The UCB Patient Assistance Program Application aims to provide eligible patients with access to necessary medications. It targets those facing financial hardships or lacking insurance coverage for prescriptions. The form simplifies the process for patients and healthcare providers to ensure timely assistance.

Tell me about this form and its components and fields line-by-line.

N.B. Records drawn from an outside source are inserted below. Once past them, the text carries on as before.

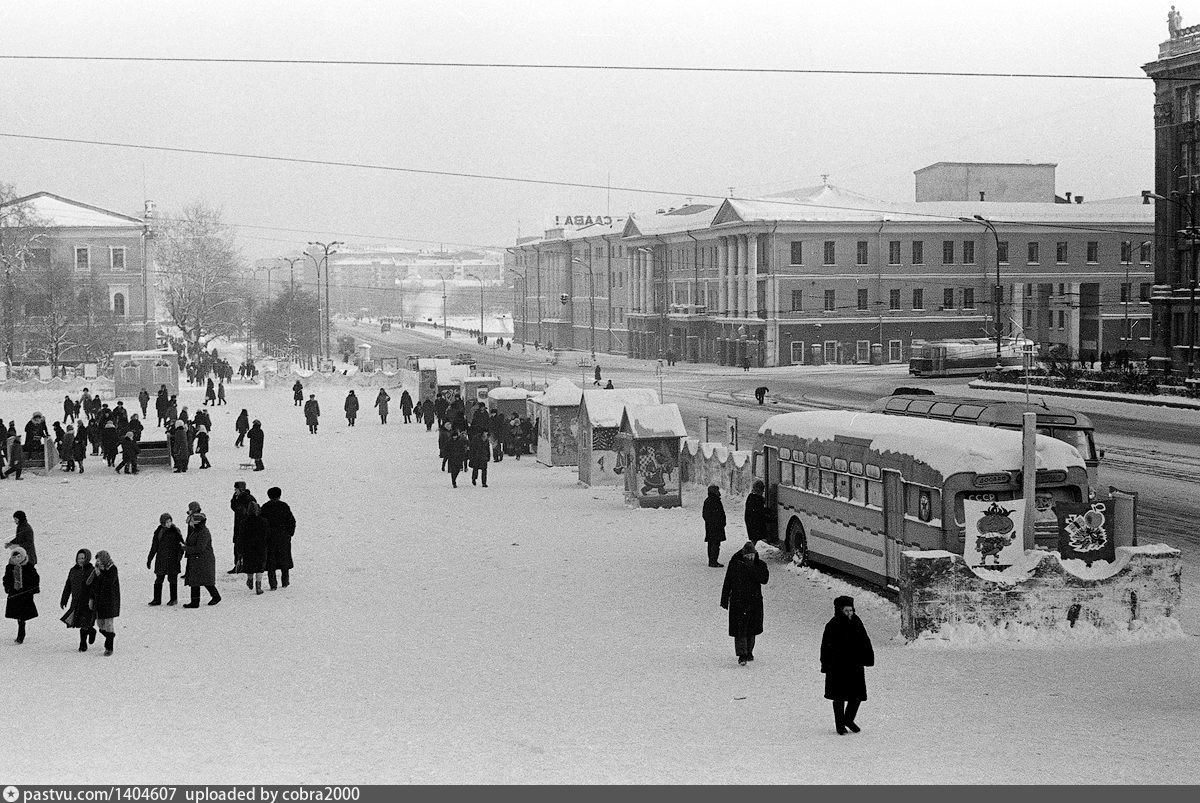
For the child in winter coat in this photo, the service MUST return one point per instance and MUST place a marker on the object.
(21, 582)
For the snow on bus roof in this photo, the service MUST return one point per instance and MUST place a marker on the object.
(947, 448)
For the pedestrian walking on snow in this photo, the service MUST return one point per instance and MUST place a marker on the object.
(21, 582)
(77, 593)
(714, 525)
(106, 597)
(845, 651)
(742, 597)
(382, 405)
(166, 557)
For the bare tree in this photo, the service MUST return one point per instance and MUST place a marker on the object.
(199, 275)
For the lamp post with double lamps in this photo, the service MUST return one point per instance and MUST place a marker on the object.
(999, 289)
(592, 304)
(1191, 232)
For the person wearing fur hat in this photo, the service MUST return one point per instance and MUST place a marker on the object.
(106, 598)
(21, 582)
(252, 541)
(202, 563)
(166, 552)
(78, 593)
(845, 652)
(24, 537)
(256, 444)
(742, 597)
(714, 526)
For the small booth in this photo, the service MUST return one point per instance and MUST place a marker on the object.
(150, 369)
(557, 413)
(649, 455)
(599, 424)
(510, 400)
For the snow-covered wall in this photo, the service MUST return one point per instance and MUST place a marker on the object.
(714, 463)
(937, 588)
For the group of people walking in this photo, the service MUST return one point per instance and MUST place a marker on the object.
(91, 594)
(845, 646)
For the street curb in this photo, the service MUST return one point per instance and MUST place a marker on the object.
(1098, 395)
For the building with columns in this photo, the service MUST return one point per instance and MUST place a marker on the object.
(826, 275)
(1176, 75)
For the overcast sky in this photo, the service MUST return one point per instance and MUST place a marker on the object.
(682, 133)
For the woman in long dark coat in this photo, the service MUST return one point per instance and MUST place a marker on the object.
(742, 595)
(78, 593)
(106, 591)
(21, 582)
(202, 562)
(845, 651)
(167, 553)
(252, 547)
(714, 525)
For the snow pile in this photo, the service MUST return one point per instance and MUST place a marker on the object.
(947, 448)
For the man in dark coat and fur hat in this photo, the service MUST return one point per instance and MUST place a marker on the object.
(845, 651)
(742, 597)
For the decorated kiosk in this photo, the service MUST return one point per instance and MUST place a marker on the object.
(599, 424)
(557, 413)
(649, 455)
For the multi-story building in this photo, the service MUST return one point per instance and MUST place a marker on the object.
(76, 280)
(832, 276)
(1176, 75)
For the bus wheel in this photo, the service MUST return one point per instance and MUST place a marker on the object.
(798, 541)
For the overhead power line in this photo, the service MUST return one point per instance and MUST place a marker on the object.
(594, 67)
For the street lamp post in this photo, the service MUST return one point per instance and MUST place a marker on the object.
(592, 303)
(999, 291)
(328, 247)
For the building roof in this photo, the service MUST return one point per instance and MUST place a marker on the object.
(605, 407)
(653, 421)
(65, 213)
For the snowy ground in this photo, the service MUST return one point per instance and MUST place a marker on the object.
(533, 631)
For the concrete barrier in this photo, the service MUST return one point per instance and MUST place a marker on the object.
(1141, 586)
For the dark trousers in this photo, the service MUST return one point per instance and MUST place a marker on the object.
(844, 713)
(743, 646)
(714, 552)
(172, 583)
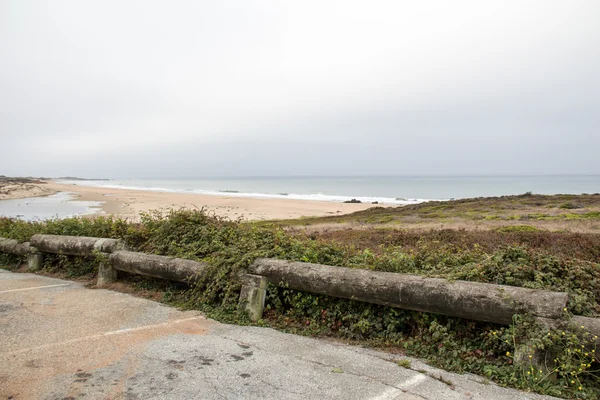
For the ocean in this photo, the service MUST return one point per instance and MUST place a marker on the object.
(56, 206)
(382, 189)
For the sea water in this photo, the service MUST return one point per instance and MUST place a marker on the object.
(382, 189)
(59, 205)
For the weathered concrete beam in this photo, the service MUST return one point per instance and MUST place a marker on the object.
(75, 245)
(11, 246)
(470, 300)
(253, 295)
(175, 269)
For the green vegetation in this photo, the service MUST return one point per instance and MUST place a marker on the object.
(539, 209)
(517, 228)
(517, 256)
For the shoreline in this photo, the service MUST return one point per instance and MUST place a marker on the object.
(129, 203)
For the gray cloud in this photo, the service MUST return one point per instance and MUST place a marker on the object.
(152, 88)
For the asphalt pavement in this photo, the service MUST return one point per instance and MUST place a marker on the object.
(61, 340)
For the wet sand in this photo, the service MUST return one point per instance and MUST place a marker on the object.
(129, 203)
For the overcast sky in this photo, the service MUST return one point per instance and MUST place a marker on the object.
(243, 88)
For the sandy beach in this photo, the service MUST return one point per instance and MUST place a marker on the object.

- 1. Patient First Name: Enter the patient's first name.
- 2. Patient Last Name: Enter the patient's last name.
- 3. Address: Provide the patient's residential address.
- 4. City: Specify the city of residence.
- 5. State: Indicate the state of residence.
- 6. Zip: Insert the zip code.
- 7. Phone: Add the patient's contact phone number.
- 8. Date of Birth: Record the patient's date of birth.
- 9. Physician's Signature: Obtain the signature of the prescribing physician.
- 10. Date: Enter the date when the application is signed.
What happens if I fail to submit this form?
Failure to submit this form accurately may result in delays or denial of assistance. It is crucial to ensure all required fields are filled and that the prescription is valid.
- Incomplete Information: Missing fields can lead to application rejection.
- Invalid Prescription: Submitting an invalid prescription may disqualify the request.
- Errors in Details: Incorrect information can further delay the process.
How do I know when to use this form?

- 1. Applying for Medication Assistance: Use this form to access necessary medications if you are financially eligible.
- 2. Updating Your Application: If your circumstances change, this form can be used to update your information.
- 3. Consultation with Healthcare Provider: Healthcare providers can leverage this application for eligible patients.
Frequently Asked Questions
What is the UCB Patient Assistance Program Application?
It is a form designed to assist patients in accessing medications through UCB's assistance program.
How can I edit this application form?
You can upload the PDF to PrintFriendly and use the editing tools to make adjustments.
What should I include when submitting the form?
Include a valid prescription along with the completed application form.
Is there a cost associated with this application?
No, the application is free for eligible patients.
Who is eligible for the Patient Assistance Program?
Eligibility is primarily for uninsured patients or those with limited insurance coverage.
How do I contact UCB about my application?
You can contact UCBCares by calling 844-599-CARE (2273) for inquiries.
Can I apply on behalf of someone else?
Yes, authorized representatives can complete the application for patients.
What happens after I submit my application?
Your information will be verified, and you will be notified about your eligibility.
How long is the application approval valid?
Approvals may be valid for up to 12 months, subject to verification.
What if I don't meet the minimum requirements?
Contact UCBCares to explore other potential financial resources.